A little after 8:00, Mills moves to the outside
of the track just before turn three to shoot an early round of the men's
400 meter hurdles. He uses his 300mm lens and shoots short motor drive
bursts as the runners approach and then vault over a set of hurdles about
60 feet away from him. By 8:30 Mills is heading back to the finish line
for the early rounds of the men's and women's 800 meter runs. The sun has
nearly set by now, and the brutal heat has finally eased. The stadium lights
are now dominant, and Mills has moved his camera's ISO from 200 to 500
to keep his shutter speeds above 1/250th of a second, the minimum speed
for freezing sports action.
Mills has been shooting sports and news with
digital cameras since the AP issued him a Kodak DCS 420 in the early 1990s. He first
saw the DCS 520 model he now uses when he was asked to test a prototype
at the 1997 Super Bowl. The camera was still officially a secret, and all
its brand and model markings were hidden with black tape. In September,
he will travel to Sydney, Australia for the 2000 Summer Games, his sixth
Olympic assignment for the AP, the second that he'll shoot mainly with
digital cameras.
The digital age, Mills says, has changed his
job completely. The presence of a photo editor like Mullen, for
instance,
is unusual now. For most assignments AP photographers edit and transmit
their own pictures. "We're everything now," Mills says. "A one-man
band—photographer, editor, computer technician, librarian. I
can't go anywhere
without my laptop." But that's not a complaint, he says. "I love the
freedom
and responsibility of doing it myself. I know, when I'm shooting, what
I can do as an editor. If it's a really rough situation, can I save it
in Photoshop? It changes the way I look at every situation."

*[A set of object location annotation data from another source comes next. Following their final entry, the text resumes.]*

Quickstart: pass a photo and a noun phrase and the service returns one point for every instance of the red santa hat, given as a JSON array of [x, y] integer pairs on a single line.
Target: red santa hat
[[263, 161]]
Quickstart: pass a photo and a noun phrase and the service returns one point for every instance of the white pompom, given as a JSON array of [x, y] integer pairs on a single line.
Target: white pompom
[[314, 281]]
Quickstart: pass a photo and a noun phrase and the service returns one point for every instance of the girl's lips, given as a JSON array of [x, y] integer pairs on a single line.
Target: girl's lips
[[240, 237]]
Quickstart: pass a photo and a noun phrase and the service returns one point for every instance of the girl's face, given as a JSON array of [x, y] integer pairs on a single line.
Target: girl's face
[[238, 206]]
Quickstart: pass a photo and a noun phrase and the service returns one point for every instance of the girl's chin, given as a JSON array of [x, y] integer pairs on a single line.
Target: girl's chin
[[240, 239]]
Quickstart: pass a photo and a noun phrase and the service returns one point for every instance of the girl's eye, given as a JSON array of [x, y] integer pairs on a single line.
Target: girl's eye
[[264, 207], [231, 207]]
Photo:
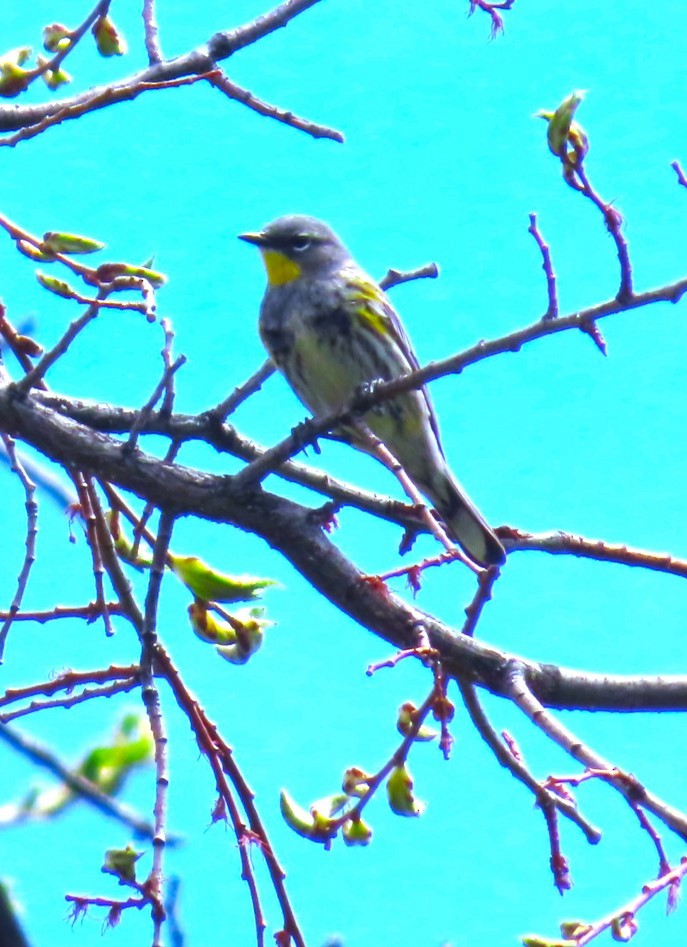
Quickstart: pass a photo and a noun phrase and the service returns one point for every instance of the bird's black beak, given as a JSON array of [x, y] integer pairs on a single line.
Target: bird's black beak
[[257, 239]]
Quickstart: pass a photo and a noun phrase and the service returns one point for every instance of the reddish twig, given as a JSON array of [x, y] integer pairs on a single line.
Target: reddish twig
[[221, 760], [516, 688], [568, 544], [509, 758], [85, 491], [151, 701], [622, 921], [547, 266], [98, 99], [151, 33], [677, 167], [68, 681], [492, 9], [106, 690], [83, 787], [485, 585], [614, 222], [88, 612], [30, 542]]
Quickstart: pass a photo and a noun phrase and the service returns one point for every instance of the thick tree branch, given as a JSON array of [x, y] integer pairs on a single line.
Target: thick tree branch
[[296, 532]]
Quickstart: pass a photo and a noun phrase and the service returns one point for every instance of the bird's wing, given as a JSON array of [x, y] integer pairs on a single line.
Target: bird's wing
[[373, 307]]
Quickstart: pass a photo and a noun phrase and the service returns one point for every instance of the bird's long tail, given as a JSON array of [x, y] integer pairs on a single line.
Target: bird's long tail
[[464, 522]]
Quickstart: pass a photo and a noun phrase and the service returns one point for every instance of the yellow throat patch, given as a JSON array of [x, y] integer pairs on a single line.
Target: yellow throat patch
[[280, 269]]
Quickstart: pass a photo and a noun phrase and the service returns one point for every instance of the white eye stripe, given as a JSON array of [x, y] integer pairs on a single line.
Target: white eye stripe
[[301, 242]]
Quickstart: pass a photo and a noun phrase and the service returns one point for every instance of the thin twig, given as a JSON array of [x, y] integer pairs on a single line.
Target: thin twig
[[68, 681], [151, 700], [547, 266], [30, 542], [233, 91], [394, 277], [517, 768], [84, 488], [71, 700], [151, 33], [44, 757], [222, 411], [519, 692], [37, 373], [677, 167], [567, 544]]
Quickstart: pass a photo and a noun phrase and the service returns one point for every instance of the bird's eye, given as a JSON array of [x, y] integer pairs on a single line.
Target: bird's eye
[[301, 242]]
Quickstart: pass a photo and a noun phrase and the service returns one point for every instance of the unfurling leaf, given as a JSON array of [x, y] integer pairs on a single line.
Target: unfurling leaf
[[356, 832], [407, 717], [210, 585], [123, 545], [58, 242], [307, 824], [56, 36], [399, 789], [108, 39], [121, 862], [59, 287]]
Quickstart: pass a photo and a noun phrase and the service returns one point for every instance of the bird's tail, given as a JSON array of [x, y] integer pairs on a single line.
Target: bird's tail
[[464, 522]]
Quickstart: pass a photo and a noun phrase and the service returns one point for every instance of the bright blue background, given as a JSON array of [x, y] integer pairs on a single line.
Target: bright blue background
[[443, 161]]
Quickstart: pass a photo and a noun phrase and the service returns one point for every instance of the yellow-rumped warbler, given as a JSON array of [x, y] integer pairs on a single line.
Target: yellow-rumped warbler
[[329, 328]]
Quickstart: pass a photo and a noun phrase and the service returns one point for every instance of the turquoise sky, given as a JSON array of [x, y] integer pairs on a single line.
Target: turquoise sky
[[443, 161]]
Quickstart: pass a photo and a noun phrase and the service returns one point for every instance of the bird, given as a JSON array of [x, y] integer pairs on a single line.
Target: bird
[[329, 328]]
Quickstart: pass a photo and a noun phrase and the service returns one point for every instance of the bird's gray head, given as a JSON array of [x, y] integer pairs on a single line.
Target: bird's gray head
[[296, 246]]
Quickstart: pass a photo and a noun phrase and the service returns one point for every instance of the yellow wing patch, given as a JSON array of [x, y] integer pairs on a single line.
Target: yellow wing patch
[[371, 313]]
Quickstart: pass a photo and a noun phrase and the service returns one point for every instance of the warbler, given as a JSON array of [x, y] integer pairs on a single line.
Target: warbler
[[330, 328]]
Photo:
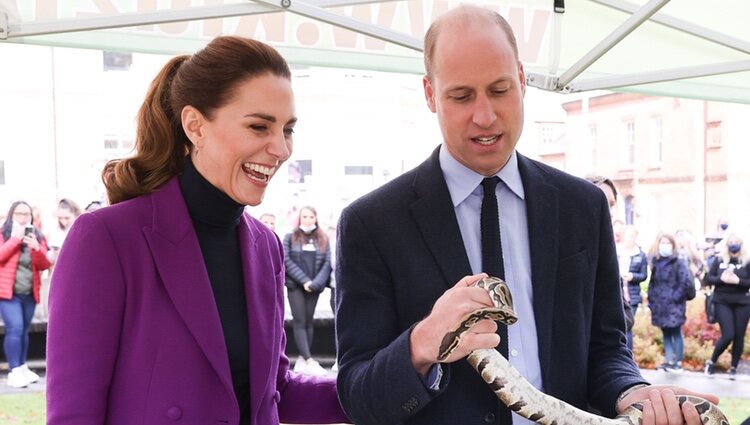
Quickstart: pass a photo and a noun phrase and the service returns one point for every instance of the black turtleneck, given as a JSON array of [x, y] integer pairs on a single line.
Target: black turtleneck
[[215, 218]]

The 800m heats take more than an hour, and
Mills shoots them all from the finish line while, on the infield, his AP
colleagues are shooting the women's shot put, women's triple jump, and
the men's javelin.
A Full Day's Work
At 9:45 the men's 3000 meter steeplechase final
is about to begin. Before it starts Mills mounts a 14mm lens to his third
DCS 520, grabs one of his custom-built remote stands and a foot switch,
and runs the length of the infield to the water obstacle. Earlier in the
day, when the stadium was still empty, he had scouted out a good spot on
the infield edge of the water pit and marked it with a blue adhesive dot.
Now he mounts the DCS 520 to the stand and places the stand on the spot
he marked. With the remote cord attached to the camera, he backs far enough
away from the water pit to keep the track marshalls happy. Mills knows
that the runners will only stay bunched together in the race's early laps,
so he shoots them the first two times they come over the water obstacle.

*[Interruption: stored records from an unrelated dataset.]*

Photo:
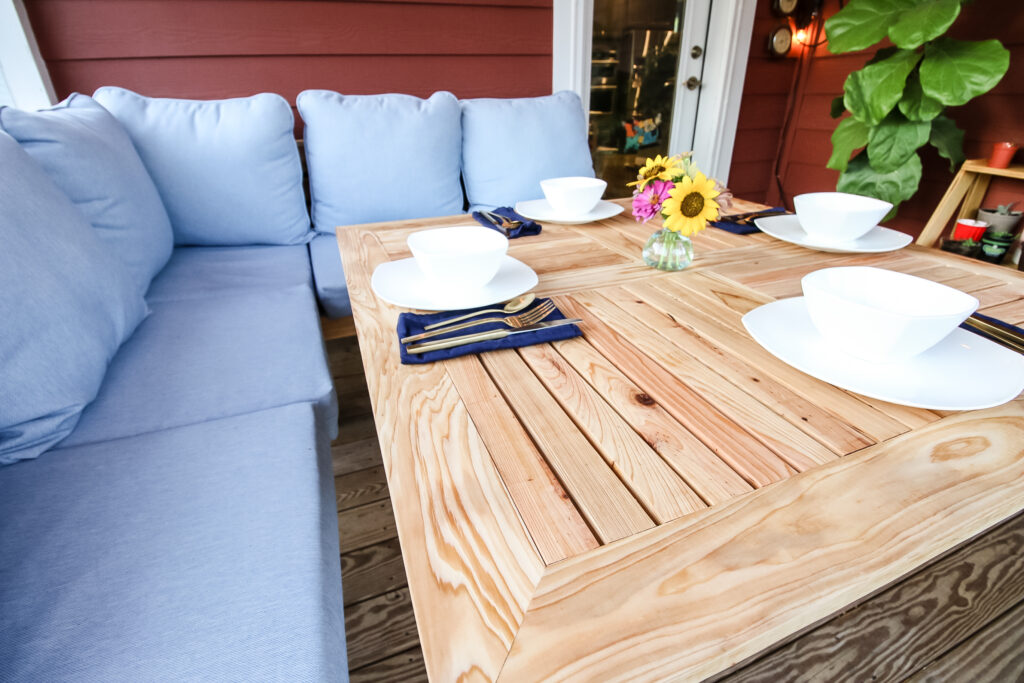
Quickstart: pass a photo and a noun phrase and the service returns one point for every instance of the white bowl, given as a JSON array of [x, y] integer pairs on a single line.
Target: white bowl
[[464, 256], [573, 196], [837, 217], [883, 315]]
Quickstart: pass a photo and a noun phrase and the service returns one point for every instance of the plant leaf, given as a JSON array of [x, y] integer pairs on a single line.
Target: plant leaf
[[850, 134], [895, 186], [914, 104], [948, 139], [924, 23], [862, 23], [953, 72], [892, 141], [872, 91], [838, 108]]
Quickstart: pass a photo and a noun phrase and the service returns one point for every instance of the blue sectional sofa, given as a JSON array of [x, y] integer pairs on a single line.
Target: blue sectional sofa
[[167, 508]]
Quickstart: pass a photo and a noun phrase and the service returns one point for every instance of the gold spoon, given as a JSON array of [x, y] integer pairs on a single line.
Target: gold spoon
[[511, 306]]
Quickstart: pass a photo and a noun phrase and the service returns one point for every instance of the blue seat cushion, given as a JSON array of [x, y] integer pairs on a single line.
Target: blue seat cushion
[[205, 271], [198, 359], [329, 275], [67, 304], [228, 170], [202, 553], [374, 158], [90, 157], [509, 145]]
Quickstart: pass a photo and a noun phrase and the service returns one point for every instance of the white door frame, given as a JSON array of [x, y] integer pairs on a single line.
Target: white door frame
[[730, 26], [22, 67]]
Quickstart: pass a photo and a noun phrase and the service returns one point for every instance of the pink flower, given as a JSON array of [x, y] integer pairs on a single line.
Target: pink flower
[[647, 203]]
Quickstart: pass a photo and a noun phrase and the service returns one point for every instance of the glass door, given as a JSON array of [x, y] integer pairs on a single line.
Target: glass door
[[634, 68]]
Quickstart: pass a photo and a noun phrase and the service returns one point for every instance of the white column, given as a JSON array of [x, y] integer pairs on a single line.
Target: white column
[[22, 68]]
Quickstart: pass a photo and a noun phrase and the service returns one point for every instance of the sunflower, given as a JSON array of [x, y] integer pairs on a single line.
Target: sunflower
[[690, 205], [658, 168]]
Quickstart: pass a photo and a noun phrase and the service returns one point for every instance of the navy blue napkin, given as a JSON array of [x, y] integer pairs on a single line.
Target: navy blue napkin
[[742, 223], [413, 324], [994, 322], [527, 227]]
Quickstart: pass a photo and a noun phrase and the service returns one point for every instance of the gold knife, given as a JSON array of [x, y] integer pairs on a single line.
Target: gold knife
[[1008, 338], [485, 336]]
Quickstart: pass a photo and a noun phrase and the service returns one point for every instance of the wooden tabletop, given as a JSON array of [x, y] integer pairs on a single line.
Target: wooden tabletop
[[599, 508]]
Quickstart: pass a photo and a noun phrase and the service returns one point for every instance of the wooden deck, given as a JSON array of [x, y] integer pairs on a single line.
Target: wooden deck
[[382, 641]]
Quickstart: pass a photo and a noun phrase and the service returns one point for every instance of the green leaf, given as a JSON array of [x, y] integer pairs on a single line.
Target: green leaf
[[948, 139], [953, 72], [862, 23], [838, 108], [872, 91], [914, 104], [850, 134], [892, 142], [924, 23], [895, 186]]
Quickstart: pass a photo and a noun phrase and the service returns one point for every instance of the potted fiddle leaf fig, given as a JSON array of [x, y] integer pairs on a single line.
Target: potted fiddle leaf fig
[[897, 100]]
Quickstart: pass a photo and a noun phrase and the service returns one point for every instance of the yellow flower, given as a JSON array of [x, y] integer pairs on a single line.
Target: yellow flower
[[658, 168], [690, 205]]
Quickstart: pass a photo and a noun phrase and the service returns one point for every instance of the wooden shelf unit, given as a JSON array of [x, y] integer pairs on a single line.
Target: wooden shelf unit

Then he picks up the whole apparatus and runs back to the finish line.
Splashes from the runners landing in the water pit have soaked his $15,000 camera, but the unconcerned Mills simply wipes it off
as he runs. He makes it back to the finish line in plenty of time to get
shots of Pascal Dobert winning the race.
The final event of the night is the decathlon
400 meter run. Mills shoots this, too, from the finish line, using the
600mm lens to catch the athletes as they round the final turn and switching
to the 70-210 a few seconds before they cross the finish line.
It's now 10:15 and Mills has put in a full
day's work. In 8 hours, much of that time in 100+ degree heat, he's photographed
nine events, lugged more than 20 pounds of gear all over the stadium, and
tripped his cameras' shutters more than 300 times, all in an effort to
get sharp, well-exposed pictures of some of the world's fastest moving
human beings. He can't imagine a better way to spend a day. "I've got the
best job in the world," Mills says. "I don't care what anybody says."
By 10:45 the whole AP crew is collected back
in the media tent. Mullen has just finished cropping, captioning, and moving
the last pictures of the night. In total, she sent out 17 photos for general
distribution and 11 specials.
Mills and his compatriots catch the last media
shuttle back to their hotel and slip into the restaurant in the lobby just
before the kitchen closes. Tomorrow, at 2:00 p.m., it all begins again.